Creating a new project
Importing Library files
Steps below show how to set up AVR studio the right way and import a Explore Embedded Library files
Step 9* Step 1: Open the Avr Atmel Studio-6 and select the new project from File Menu as shown below.
- Step 2: Browse to your project folder and provide the project name and click on Ok.
- Step 3: Once the project is saved a new dialog box “Device Selection” opens, Select Atmega32 and click OK.
- Step 4: Once the project is successfully created the below window opens with the initil .c file .
- Note: The initial file name will be same as project name.
- Step 5: Write your program using the library functions and save it.
- Note: Include the respective header files before calling any library functions.
- Step 6: Add the library files (.c,.h) to the project as shown below.
- Note: Copy the library files into the project folder before including them into the project
- Step 7: Add the Source (.c) and header( .h) files by browsing to the project folder.
- Step 8: The included library files can be seen in Solution Explorer on the right side.
- Step 9: Compile the project by clicking on Build Solution from Build menu (or press F7). Project complies if there are no errors. If there are any errors fix them and re-compile.
Additional Configuration* Step 10: Configure the Controller Freq by selecting the project properties from Project menu.
- Note: As the Inbuilt delay routines as used the freq needs to be specified to generate accurate delays
- Step 11: Select the Symbols from Tool Chain menu and Click on Add Item in Defined Symbols(-D) box.
- Step 12: Provide the Controller (Target Board) frequency as F_CPU=xxx Hz .In this case it is 11.0592Mhz.
- Step 13: Configuring the optimization levels: Select the Optimization from Tool Chain menu.
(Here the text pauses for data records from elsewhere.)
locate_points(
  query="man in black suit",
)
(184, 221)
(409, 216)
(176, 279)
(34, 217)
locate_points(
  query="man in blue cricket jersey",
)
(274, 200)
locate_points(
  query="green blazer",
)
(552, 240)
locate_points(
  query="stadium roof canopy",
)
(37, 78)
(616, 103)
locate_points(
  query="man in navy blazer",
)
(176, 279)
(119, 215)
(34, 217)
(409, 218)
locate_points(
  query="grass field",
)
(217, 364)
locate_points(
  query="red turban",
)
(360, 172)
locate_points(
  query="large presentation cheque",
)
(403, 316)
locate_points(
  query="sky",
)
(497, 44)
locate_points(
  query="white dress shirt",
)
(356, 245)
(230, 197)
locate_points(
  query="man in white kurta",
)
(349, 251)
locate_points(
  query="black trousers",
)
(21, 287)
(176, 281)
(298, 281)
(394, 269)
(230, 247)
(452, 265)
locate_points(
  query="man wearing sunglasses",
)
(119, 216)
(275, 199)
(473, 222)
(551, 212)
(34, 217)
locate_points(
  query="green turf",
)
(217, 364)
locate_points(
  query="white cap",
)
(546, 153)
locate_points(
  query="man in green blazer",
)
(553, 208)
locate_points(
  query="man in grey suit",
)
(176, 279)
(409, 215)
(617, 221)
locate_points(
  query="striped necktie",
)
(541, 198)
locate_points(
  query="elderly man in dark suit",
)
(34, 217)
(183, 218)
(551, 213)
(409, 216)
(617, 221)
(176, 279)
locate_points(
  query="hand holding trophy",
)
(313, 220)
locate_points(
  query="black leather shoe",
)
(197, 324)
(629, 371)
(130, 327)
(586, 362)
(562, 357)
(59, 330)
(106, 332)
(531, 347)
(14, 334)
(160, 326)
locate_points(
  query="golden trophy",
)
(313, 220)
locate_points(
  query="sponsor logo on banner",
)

Select the required optimization level from drop down. Refer WinAvr/GCC documents for more optimization details.
- Step 14: Selecting the target tool chain: Select the Advanced option on the left side, now click the link shown in blue color Tools->Options->Tool chain ->Flavor Configuration.
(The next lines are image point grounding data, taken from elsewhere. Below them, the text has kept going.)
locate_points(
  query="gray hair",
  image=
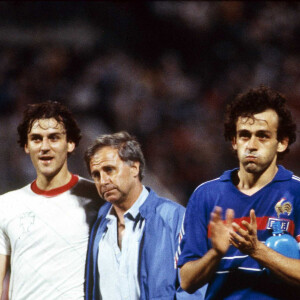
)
(129, 149)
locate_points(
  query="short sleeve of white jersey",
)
(5, 248)
(4, 243)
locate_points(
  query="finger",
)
(234, 243)
(236, 238)
(253, 220)
(229, 216)
(241, 231)
(216, 214)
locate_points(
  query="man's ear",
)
(71, 146)
(135, 168)
(233, 143)
(283, 144)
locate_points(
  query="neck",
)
(122, 207)
(52, 182)
(250, 183)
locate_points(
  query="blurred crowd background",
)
(164, 71)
- Step 15: From the drop down select WinAVR and set it as Default tool chain by clicking on “Set As Default”.
- Note: Above two Steps ( 14 & 15) needs to be performed for the first time, ie till the WinAVR is configured as default Tool chain .
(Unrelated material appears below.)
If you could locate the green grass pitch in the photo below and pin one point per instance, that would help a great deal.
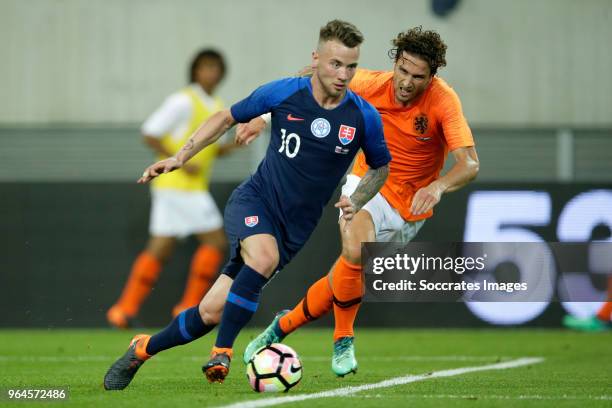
(576, 371)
- Step 16: Finally recompile after all configurations. Hex file will be generated with the project name in the selected
- Project->Debug folder.
- Once the hex file is generated check the steps under Using XploreFlash to transfer it to target MCU.
Programming the AVR Microcontrollers
AVR microcontrollers can be programmed in the following ways.
- SPI: Most development boards have a either of two pin breakouts. This uses Micrcontrollers SPI lines to flash the hex file. Note that it requires a external programmer like the USBasp . Check our AVR_USBasp_Programmer
- Bootloader: Most AVR micrcontrollers have bootloader, the bootloader has tiny program which moniters the serial port of the micrcontroller and checks if there is a command from the computer to program the internal flash of the micrcontroller. This elimates the need of a external programmer. Our Starter_AVR_USB and Mini_AVR_USB are examples of such development boards which do not need an external programmer to transfer the hex file from the computer to the microcontroller.
Hardware ToolsWe will be using the following hardware tools in the entire tutorial series.
- AVR Development Kit: This Kit includes MCU as well as programmer with a lot of peripherals.
- Explore Starter Kit for AVR: This kit does not require a programmer, it comes with boot-loader. No soldering is required to experiment with it.
- AVR USBasp Programmer: Can also be used to transfer hex file to your custom development board.